Collected thoughts and musings George's Sun Blog

Monday Nov 17, 2008

Because of the enormous developer and user activity around Hadoop, it has grown into a formidable piece of software.  Finding bugs in your Map/Reduce programs can be hard, since there are so many different software components involved in carrying out your job.  However, Hadoop can be configured to run in a single-process, single-JVM debug mode that makes this process a lot easier.  This blog post describes how to setup your enviornment to support this mode.  I've put together a small download that includes scripts needed to configure Eclipse, as well as a sample program that you can modify at will to use as the base for your programs.

Prerequisites:

  1. Java JDK 1.6 or higher (that includes the Java compiler 'javac')
  2. Hadoop 0.18.2 source code (http://hadoop.apache.org/core/releases.html)
  3. SingleProcessHadoop starter files (http://blogs.sun.com/george/resource/SingleProcessHadoop/SingleProcessHadoop.tar.gz)
First, download Hadoop 0.18.2, if you do not already have it, from the link above.  Unpack it into a directory, for example ~/src/hadoop-0.18.2.  Next, download the 'SingleProcessHadoop' starter files from the above link and unpack them into a second directory (for example, ~/src/SingleProcessHadoop).
  1. Go to the SingleProcessHadoop directory (cd ~/src/SingleProcessHadoop)
  2. Generate the Eclipse files by running the 'generate-eclipse-files.sh' script.  This script takes as its argument the location of your Hadoop directory.  In my case, I type (./generate-eclipse-files.sh ~/src/hadoop-0.18.2)
  3. Start Eclipse
  4. Import the SingleProcessHadoop project by invoking (File -> Import...).  Under the 'General' tab, click "Existing Projects into Workspace".  Under "Select root directory", click browse.  Use the file browser to navigate to the SingleProcessHadoop directory and import it.
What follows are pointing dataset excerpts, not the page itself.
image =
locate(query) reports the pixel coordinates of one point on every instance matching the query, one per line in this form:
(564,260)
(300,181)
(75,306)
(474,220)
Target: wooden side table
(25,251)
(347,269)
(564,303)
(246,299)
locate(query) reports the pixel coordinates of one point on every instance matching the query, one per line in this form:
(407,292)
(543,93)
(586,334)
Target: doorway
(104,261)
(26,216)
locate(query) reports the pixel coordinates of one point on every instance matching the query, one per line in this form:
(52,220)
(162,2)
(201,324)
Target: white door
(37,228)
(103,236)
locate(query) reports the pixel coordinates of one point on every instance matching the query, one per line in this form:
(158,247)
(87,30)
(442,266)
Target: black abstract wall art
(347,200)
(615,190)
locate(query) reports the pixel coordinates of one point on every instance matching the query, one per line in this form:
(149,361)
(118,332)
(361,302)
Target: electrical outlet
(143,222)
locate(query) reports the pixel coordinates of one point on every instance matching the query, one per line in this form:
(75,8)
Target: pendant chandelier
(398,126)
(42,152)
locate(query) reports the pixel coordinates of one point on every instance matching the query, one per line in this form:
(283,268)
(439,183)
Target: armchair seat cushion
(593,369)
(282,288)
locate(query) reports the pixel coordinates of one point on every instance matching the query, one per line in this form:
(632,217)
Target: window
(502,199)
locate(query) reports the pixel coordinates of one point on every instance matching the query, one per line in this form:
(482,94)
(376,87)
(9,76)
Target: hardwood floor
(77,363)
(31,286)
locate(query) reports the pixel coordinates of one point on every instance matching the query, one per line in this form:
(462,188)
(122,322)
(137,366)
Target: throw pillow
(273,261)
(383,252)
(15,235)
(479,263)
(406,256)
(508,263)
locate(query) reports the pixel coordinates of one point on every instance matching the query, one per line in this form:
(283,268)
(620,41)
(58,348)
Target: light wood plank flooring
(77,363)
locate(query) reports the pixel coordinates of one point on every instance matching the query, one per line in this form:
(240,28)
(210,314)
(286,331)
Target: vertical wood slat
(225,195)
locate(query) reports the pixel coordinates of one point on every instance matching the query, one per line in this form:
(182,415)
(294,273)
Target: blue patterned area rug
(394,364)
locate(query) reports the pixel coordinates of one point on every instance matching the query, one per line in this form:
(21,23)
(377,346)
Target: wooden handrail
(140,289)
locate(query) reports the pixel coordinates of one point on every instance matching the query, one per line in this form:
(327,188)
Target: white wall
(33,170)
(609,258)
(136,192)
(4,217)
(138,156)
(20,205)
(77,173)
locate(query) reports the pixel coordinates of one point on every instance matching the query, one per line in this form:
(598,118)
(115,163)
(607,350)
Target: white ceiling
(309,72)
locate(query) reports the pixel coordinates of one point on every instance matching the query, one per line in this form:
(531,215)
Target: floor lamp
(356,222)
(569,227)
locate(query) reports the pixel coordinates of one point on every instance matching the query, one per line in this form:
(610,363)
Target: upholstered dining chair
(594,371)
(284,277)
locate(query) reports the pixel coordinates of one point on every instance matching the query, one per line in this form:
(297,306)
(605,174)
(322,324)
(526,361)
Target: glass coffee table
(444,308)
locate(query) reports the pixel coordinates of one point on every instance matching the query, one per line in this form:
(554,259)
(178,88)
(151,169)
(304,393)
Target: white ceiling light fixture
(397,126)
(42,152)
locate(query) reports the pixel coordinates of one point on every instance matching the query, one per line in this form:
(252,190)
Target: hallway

You should now have the SingleProcessHadoop package set up in Eclipse:


The only Java file in the project contains the Wordcount demo taken from the Eclipse example code.  Let's run it and examine the output:

  1. Double-click on the SingleProcessWordCount.java file in the Project Explorer.  This file contains the Map and Reduce functions at the top.  The input to wordcount is on line 93:
    1. String input = "The quick brown fox\nhas many silly\nred fox sox\n";
  2. From the menu bar, select (Run -> Run As -> Java Application)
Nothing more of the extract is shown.